Holiday Fun: Debugging a Home Network with Loggly

By Hoover J. Beaver 06 Jan 2015

After a recent rainstorm with accompanying 40+mph wind gusts, I was having intermittent Internet connectivity problems. There were days went connectivity would drop for 20-30 seconds dozens of times. Then there would be stretches of perfectly solid connectivity. After turning off some extra devices and access points to simplify the LAN, there was some improvement, but it wasn’t perfect. It was time to start getting serious about debugging the issue, and the Christmas holiday provided the time necessary to put things in place. I had hoped for more time away from my day job running technical operations at Loggly, but luckily I had the skills and the log management service to get the debugging done quickly.

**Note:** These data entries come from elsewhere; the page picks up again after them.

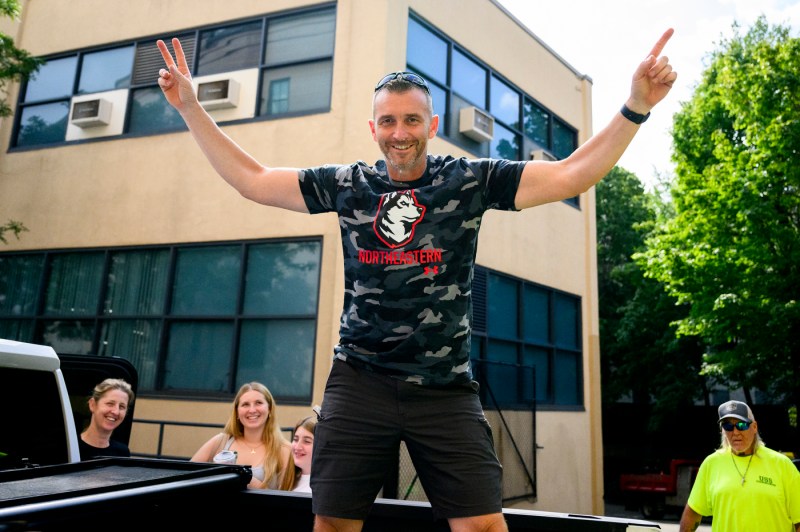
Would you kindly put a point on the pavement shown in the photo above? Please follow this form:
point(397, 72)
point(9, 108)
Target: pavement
point(670, 522)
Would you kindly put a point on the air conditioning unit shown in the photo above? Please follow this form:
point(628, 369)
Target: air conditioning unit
point(219, 94)
point(91, 113)
point(476, 124)
point(542, 155)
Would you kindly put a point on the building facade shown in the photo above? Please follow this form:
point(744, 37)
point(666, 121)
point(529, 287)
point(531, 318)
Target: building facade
point(136, 248)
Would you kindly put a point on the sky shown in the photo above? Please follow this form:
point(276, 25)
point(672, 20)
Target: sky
point(607, 39)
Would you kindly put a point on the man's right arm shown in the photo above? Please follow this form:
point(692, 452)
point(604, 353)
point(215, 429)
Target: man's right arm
point(276, 187)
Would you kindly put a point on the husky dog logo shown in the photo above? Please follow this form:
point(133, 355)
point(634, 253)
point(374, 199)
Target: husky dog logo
point(398, 214)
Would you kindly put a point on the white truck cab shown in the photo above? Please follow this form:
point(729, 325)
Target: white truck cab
point(35, 410)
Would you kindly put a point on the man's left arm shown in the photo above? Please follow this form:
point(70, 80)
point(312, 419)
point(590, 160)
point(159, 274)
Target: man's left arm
point(543, 182)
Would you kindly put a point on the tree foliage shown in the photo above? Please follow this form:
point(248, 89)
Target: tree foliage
point(15, 64)
point(640, 354)
point(731, 253)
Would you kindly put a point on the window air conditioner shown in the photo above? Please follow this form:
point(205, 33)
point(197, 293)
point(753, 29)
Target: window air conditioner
point(91, 113)
point(220, 94)
point(542, 155)
point(476, 124)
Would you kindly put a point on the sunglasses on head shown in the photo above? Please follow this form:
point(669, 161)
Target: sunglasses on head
point(740, 425)
point(406, 76)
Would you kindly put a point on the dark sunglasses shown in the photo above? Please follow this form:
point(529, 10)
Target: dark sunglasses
point(741, 425)
point(406, 76)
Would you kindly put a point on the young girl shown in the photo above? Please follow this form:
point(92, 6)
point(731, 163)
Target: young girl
point(254, 435)
point(302, 446)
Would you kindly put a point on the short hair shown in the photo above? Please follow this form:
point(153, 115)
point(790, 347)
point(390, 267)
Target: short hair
point(400, 85)
point(112, 384)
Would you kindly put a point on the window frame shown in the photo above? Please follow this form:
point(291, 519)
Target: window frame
point(30, 326)
point(135, 84)
point(448, 109)
point(483, 338)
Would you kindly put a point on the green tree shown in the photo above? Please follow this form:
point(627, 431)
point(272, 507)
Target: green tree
point(732, 250)
point(640, 353)
point(15, 64)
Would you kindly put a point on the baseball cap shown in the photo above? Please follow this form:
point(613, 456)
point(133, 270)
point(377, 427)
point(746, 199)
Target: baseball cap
point(735, 409)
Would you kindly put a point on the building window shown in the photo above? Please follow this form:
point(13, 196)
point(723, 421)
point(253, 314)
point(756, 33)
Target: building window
point(526, 344)
point(195, 320)
point(230, 48)
point(458, 80)
point(106, 70)
point(299, 56)
point(308, 85)
point(297, 47)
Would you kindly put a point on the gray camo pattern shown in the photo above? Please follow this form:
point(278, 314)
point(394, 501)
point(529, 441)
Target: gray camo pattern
point(407, 306)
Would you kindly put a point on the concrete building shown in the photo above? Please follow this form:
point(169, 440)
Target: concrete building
point(137, 249)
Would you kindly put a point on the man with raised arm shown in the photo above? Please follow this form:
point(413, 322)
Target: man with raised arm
point(409, 226)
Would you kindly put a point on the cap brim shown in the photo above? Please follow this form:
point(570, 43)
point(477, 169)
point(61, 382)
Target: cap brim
point(735, 416)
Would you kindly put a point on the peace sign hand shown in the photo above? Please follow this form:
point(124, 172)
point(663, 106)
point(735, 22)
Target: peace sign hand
point(175, 80)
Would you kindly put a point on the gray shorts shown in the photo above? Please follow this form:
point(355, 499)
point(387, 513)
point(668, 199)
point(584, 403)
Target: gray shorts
point(364, 418)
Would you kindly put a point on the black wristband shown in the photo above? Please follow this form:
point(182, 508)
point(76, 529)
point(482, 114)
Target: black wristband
point(636, 118)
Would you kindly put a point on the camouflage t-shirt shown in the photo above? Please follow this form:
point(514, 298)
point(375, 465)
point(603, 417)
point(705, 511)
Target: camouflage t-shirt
point(409, 253)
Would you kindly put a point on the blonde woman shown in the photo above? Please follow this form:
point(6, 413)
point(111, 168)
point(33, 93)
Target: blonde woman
point(109, 405)
point(253, 434)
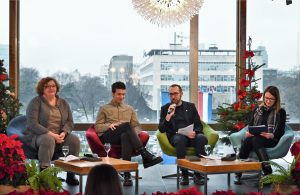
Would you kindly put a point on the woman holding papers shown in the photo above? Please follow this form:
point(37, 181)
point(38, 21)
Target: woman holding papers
point(273, 117)
point(181, 121)
point(49, 125)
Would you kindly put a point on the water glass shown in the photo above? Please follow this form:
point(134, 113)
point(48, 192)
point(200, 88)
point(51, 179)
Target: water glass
point(237, 152)
point(107, 147)
point(207, 149)
point(65, 151)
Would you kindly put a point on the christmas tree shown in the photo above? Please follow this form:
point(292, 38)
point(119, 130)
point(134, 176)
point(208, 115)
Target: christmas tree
point(9, 104)
point(234, 117)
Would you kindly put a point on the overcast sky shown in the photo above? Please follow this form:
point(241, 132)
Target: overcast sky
point(85, 34)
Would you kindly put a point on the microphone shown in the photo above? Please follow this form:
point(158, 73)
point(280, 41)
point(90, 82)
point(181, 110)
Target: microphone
point(171, 109)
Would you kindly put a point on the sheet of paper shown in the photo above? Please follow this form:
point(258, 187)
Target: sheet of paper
point(211, 157)
point(69, 158)
point(186, 130)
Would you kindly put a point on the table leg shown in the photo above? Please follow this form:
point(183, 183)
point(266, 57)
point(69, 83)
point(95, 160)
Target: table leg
point(205, 183)
point(177, 177)
point(80, 183)
point(136, 181)
point(228, 179)
point(258, 185)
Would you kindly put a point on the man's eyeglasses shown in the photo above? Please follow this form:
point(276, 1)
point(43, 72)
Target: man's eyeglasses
point(175, 94)
point(50, 86)
point(270, 99)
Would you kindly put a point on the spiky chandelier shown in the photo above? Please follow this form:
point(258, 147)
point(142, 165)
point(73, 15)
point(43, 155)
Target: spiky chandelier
point(167, 12)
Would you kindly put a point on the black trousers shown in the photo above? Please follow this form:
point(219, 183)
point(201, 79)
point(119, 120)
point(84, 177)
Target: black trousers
point(180, 142)
point(255, 143)
point(125, 136)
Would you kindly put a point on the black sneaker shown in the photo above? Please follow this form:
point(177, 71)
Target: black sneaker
point(127, 179)
point(184, 180)
point(237, 179)
point(198, 179)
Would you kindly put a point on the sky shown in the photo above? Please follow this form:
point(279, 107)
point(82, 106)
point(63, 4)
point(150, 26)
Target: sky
point(84, 34)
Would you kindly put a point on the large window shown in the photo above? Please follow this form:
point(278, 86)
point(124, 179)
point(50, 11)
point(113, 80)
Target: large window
point(87, 47)
point(274, 26)
point(217, 43)
point(4, 38)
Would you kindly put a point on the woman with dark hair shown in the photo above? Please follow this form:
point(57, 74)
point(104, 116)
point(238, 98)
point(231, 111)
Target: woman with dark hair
point(103, 180)
point(270, 114)
point(49, 125)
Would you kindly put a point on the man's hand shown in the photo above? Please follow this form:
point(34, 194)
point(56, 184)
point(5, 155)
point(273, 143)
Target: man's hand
point(58, 138)
point(191, 135)
point(248, 134)
point(113, 126)
point(172, 107)
point(267, 135)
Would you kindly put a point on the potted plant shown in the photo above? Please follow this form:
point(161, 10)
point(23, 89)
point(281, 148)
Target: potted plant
point(45, 180)
point(12, 166)
point(285, 180)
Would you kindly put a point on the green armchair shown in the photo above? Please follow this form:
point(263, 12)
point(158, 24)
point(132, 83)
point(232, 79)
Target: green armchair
point(168, 149)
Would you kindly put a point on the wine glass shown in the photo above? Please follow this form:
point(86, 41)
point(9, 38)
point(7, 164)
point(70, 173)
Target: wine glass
point(107, 147)
point(65, 150)
point(207, 149)
point(237, 152)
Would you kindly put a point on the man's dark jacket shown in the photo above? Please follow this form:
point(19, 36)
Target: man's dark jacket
point(191, 116)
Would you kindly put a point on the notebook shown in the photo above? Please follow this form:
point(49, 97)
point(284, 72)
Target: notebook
point(256, 130)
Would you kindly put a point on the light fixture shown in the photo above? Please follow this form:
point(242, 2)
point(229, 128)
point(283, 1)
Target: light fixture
point(167, 12)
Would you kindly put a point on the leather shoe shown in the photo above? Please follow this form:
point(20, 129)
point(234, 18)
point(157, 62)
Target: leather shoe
point(184, 180)
point(127, 179)
point(198, 179)
point(72, 180)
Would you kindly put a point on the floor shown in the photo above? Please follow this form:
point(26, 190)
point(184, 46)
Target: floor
point(152, 182)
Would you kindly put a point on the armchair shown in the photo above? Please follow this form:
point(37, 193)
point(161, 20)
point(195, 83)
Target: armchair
point(168, 149)
point(97, 146)
point(279, 151)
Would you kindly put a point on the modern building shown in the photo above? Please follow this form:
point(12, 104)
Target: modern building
point(217, 73)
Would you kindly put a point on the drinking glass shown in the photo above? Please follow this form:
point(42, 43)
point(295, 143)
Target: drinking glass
point(107, 147)
point(237, 152)
point(65, 150)
point(207, 149)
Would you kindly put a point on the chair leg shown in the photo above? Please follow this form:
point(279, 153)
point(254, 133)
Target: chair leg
point(175, 175)
point(170, 176)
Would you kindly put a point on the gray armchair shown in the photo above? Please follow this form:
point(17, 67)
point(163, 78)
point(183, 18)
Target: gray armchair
point(279, 151)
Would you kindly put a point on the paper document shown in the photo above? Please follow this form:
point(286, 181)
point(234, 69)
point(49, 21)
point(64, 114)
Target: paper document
point(211, 157)
point(69, 158)
point(186, 130)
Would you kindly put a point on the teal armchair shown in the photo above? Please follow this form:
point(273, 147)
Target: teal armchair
point(168, 149)
point(279, 151)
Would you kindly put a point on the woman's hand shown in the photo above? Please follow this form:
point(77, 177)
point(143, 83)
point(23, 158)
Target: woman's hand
point(248, 134)
point(113, 126)
point(191, 135)
point(267, 135)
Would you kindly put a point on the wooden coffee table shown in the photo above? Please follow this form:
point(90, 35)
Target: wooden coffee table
point(208, 166)
point(81, 167)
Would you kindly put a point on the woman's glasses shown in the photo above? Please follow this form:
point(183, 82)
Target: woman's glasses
point(49, 86)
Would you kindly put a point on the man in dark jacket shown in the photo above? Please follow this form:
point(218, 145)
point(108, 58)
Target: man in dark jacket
point(179, 114)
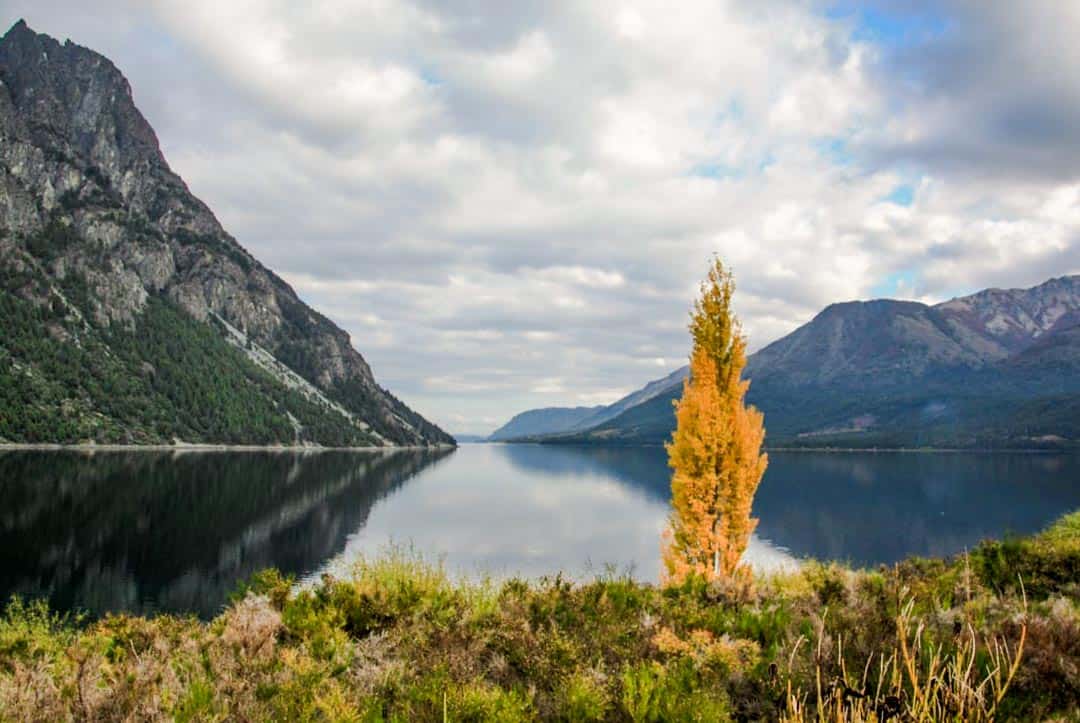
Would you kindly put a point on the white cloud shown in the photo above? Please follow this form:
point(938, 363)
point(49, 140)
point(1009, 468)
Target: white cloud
point(511, 204)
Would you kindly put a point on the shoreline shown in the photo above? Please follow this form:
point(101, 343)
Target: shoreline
point(836, 450)
point(208, 447)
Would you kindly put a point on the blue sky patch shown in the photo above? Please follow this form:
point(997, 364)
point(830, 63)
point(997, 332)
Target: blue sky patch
point(894, 282)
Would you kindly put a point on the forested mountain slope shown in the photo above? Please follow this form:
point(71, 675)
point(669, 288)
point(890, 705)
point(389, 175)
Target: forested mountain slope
point(129, 315)
point(1000, 367)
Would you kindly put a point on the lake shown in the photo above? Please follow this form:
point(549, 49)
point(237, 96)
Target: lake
point(176, 531)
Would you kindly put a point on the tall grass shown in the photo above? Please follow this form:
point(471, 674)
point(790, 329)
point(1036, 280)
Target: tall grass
point(397, 639)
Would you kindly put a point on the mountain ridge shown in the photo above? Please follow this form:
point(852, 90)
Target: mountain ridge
point(100, 241)
point(846, 376)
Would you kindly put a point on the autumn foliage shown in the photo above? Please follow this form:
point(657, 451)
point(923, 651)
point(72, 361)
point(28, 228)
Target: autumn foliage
point(716, 449)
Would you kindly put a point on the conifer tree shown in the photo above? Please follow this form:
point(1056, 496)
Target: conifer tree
point(716, 450)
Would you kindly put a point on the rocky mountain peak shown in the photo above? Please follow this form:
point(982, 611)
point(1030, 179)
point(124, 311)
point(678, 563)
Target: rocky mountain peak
point(88, 203)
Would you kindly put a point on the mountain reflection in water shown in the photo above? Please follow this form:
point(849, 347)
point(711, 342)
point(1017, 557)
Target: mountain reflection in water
point(177, 531)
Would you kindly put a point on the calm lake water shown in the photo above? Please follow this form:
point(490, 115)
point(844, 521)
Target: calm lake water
point(175, 531)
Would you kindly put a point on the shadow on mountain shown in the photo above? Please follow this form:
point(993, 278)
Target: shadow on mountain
point(176, 531)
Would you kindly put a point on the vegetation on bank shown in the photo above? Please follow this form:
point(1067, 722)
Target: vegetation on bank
point(400, 640)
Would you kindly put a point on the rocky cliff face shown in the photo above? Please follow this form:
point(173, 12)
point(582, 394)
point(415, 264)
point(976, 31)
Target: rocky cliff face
point(86, 195)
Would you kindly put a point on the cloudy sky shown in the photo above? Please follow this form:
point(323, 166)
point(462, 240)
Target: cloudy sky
point(510, 204)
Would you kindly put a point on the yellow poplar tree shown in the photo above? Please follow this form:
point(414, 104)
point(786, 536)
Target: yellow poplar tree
point(716, 449)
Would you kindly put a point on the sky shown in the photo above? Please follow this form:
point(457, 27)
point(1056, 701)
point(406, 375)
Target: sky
point(511, 204)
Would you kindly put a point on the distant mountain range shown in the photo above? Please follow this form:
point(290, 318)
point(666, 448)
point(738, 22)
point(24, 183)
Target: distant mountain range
point(1000, 367)
point(126, 312)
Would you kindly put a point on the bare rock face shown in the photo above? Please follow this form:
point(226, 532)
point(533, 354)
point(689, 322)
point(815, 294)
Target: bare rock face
point(82, 172)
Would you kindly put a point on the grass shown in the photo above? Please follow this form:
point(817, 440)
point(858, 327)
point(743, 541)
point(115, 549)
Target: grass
point(994, 634)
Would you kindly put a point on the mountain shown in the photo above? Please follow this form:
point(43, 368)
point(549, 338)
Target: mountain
point(129, 313)
point(543, 422)
point(997, 367)
point(559, 419)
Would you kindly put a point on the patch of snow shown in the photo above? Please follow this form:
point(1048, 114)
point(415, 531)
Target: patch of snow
point(293, 380)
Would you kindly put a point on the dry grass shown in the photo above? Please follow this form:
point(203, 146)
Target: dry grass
point(399, 640)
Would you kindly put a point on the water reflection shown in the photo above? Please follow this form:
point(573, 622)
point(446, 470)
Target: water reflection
point(881, 507)
point(175, 532)
point(536, 510)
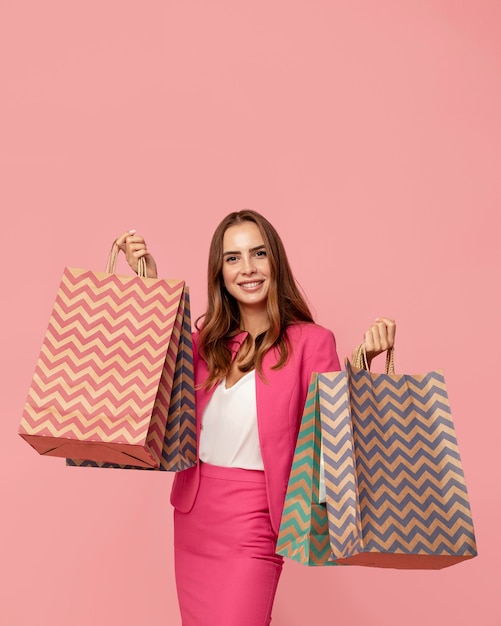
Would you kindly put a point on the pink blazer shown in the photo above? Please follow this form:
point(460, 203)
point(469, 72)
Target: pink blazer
point(280, 402)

Looking at the logs on the home router, I quickly discovered that it had been rebooting itself. How often was impossible to tell, since the old logs were wiped at each reboot. I needed to get the logs from this router and a few other devices in one place so I could nail down what was going wrong. This necessitated configuring the only spare machine I had lying around; an old Aluminum MacBook Pro with OS X 10.4 installed.

The setup was fairly trivial, following the basic ideas from a MacWorld OS X Hints article. Once configured, the router setup was updated to pass syslog events to the MacBook. But I didn’t want to just sit there with the logs streaming waiting for something to break. Being able create a simple visual to look at the state of my network would also make quick work of narrowing down which logs to examine. Thankfully, I could pass my events to Loggly and they would provide the tools to visualize and correlate issues.

The version of syslog available on the old MacBook did not allow for altering the log headers as necessary to pass on them onto Loggly. I was going to need to have a script to watch the syslog file on the MacBook and pass the events to Loggly. With that in mind, I added some functionality to reformat the events into JSON to simplify parsing. The resulting script below tails a syslog file, reformats the log lines at JSON, then sends the events to Loggly over HTTP/S.

	#!/bin/bash
	## Read from a logfile/tail and send out json to Loggly.
	## Does simple parsing on firewall events, but nothing else.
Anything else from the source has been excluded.